Fargo, N.D. --
The chief of the National Guard Bureau visited Fargo, N.D., today to meet with North Dakota National Guard leaders and check on flood operations. Gen. Craig R. McKinley, the senior uniformed National Guard officer, surveyed sites where North Dakota Guardsmen have been working and patrolling this past week as the Red River rose to its crest.
"I'm in from Washington, and there's an awful lot of interest in D.C. in what you're doing out here. On behalf of all of the folks at the National Guard Bureau, we appreciate your service to our nation and state, and we know this is one of many things that we ask for you to do," McKinley told the Guardsmen.
McKinley had the opportunity for a quick lunch at the North Dakota Air National Guard base in Fargo with more than a dozen Guardsmen. He introduced himself by his first name, putting the table at ease for a more relaxed discussion.
"After going around the whole table to get an idea of what everyone was doing in support of the flood, he briefly talked about the times he had visited Fargo," said Staff Sgt. Kristi Krabbenhoft, 119th Wing. "I really appreciated the fact that he took the time out of his busy schedule to talk to us and get a feel for how we are doing."
After lunch, he received updates from leaders at the North Dakota National Guard's Emergency Operations Center, before leaving on an aerial reconnaissance of Red River area operations in a UH-60 Black Hawk. After the flight, he took a ground tour with North Dakota National Guard leaders to sites where Guardsmen are employed.
"Gen. McKinley's visit is a clear demonstration of the concern and interest that our military leadership at the National Guard Bureau have for our state and that they are aware and ready support the efforts of the North Dakota National Guardsmen," said Maj. Gen. David Sprynczynatyk, North Dakota adjutant general.
McKinley worked with the 119th Wing Public Affairs office to broadcast a base-wide video message about the importance of the National Guard in stateside missions like the 2009 flood.
"The National Guard is as an indispensible force, but many people think of it only in terms of the fact that in which we're fighting overseas in Iraq and Afghanistan. What I like to stress is the fact that the National Guard is also an indispensible force in our state and in our communities and no place is that better epitomized as in Fargo and across the state of North Dakota as you fight the floods," said McKinley during the broadcast.

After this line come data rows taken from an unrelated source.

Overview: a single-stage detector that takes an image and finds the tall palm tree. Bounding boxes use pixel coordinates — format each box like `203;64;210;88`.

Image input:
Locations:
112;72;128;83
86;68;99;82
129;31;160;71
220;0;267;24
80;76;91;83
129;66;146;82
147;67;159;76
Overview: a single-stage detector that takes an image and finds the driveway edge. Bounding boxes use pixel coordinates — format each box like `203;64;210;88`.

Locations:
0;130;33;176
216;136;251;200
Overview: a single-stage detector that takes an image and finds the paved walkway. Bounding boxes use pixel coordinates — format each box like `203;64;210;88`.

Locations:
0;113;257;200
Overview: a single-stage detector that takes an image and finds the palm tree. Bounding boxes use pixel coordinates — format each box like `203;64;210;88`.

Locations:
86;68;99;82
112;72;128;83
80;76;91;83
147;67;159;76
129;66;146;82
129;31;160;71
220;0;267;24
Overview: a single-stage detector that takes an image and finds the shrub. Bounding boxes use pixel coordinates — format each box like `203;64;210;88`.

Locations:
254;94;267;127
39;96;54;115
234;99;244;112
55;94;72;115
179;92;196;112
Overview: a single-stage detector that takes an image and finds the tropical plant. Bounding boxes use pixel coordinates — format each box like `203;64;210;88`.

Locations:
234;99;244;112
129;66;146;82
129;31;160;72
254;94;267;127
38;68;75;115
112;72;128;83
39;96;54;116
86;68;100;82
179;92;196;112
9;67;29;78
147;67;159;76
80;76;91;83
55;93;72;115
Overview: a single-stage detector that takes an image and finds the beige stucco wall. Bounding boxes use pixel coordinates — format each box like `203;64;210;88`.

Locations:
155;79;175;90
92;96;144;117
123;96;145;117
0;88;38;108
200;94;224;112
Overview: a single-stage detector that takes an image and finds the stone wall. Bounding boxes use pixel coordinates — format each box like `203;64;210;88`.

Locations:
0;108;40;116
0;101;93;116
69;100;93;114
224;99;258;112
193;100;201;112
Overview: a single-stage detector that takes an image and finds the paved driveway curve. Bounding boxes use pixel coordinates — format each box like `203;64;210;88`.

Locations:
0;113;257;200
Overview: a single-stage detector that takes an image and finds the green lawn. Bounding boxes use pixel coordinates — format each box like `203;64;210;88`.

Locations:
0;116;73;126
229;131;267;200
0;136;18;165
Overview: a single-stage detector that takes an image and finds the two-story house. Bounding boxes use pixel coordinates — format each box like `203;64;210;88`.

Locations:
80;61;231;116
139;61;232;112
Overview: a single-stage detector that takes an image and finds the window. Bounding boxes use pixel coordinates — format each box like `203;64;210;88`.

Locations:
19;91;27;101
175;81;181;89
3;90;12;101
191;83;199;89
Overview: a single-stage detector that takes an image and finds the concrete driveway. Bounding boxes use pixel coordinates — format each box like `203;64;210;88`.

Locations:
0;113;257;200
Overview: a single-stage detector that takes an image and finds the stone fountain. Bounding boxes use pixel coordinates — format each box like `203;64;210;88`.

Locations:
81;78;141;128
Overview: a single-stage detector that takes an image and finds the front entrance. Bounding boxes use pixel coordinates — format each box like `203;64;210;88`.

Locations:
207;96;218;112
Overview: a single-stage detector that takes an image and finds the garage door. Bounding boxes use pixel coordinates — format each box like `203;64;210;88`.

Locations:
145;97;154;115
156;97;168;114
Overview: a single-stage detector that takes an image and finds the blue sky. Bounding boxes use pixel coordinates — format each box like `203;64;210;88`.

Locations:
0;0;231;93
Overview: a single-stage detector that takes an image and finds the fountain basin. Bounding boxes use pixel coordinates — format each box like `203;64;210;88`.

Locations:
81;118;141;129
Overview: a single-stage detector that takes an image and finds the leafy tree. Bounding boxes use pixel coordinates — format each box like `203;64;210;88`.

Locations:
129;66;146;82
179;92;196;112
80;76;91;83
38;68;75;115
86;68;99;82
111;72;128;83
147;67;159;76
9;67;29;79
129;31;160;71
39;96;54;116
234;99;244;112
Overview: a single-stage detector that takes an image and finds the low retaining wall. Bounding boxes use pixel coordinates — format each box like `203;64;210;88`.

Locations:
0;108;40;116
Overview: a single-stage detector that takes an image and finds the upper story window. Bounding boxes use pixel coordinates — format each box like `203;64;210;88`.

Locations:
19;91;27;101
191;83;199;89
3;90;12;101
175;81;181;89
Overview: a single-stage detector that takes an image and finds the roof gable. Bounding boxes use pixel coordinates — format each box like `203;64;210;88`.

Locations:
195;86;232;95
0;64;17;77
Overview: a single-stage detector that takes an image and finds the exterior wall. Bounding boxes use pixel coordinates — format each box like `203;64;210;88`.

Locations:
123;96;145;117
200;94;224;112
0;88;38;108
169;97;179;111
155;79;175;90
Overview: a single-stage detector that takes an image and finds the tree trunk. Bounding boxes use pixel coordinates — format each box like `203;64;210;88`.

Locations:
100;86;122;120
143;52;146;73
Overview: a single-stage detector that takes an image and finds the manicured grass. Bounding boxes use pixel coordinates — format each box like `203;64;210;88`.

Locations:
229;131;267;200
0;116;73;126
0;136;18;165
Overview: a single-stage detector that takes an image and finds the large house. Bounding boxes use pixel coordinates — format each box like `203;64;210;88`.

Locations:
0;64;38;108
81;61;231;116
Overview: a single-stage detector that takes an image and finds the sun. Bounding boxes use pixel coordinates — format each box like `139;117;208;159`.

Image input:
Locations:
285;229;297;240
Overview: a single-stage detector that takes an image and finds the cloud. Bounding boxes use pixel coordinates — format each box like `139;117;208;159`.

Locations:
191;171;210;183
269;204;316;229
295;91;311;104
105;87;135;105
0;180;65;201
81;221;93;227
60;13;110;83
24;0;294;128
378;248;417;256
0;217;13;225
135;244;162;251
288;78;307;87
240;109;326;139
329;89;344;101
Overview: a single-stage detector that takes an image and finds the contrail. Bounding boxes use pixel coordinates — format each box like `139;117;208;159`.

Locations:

The next stop on the agenda was a city tour of the flood operations that the North Dakota National Guard are involved in. McKinley and Sprynczynatyk were accompanied by Brig. Gen. Pat Martin, N.D. deputy adjutant general, Col. Ron Solberg, emergency operations commander for regional response platform 4 (southeastern North Dakota) flood operations and Col. Steve Tabor, Solberg's deputy, among others from the N.D. National Guard.
The city tour began at El Zagel Shrine, where one of six light quick reaction force teams are stationed in Cass County. McKinley thanked the Shriners for "taking good care of our Soldiers," and met with those stationed at the site 24 hours a day.
McKinley chatted with the Guardsmen, asking questions like how responses are handled by the QRF team, what the Guardsmen do when they are called out, and the process of communicating between the different agencies in the state.
"Thanks for all you're doing. It looks like you were really ready if it had gotten out of control," McKinley said before leaving to see an area where Guardsmen are patrolling dikes by Oak Grove Lutheran School.
Dike walkers Staff Sgt. Ryan Sherman and Staff Sgt. Adam Kapaun, both of the 119th Wing, met up with McKinley while they walked the perimeter of the dike. Kapaun described how he looks for cracks and water seepage while on duty. He also explained that he did the same patrol last year, during the epic 2009 flood, for 27 days.
The last stop of the trip was at Olivet Lutheran Church, where an evacuation-focused quick reaction force is based. Guardsmen are based at the church with high-wheeled vehicles, ready to evacuate anywhere in the area when called upon.
Olivet Pastor Jeff Sandgren and a crew of volunteers ensure the Guardsmen, firefighters and police officers fighting the flood never go hungry.
"They look like they're in good spirits out there, so you're treating them well," McKinley said as he offered a coin to the pastor and volunteers, who offered McKinley fresh bread pudding while he was there. (Tonight's dinner is lasagna.)
"Thanks for taking care of our Soldiers and Airmen, we appreciate it," he said.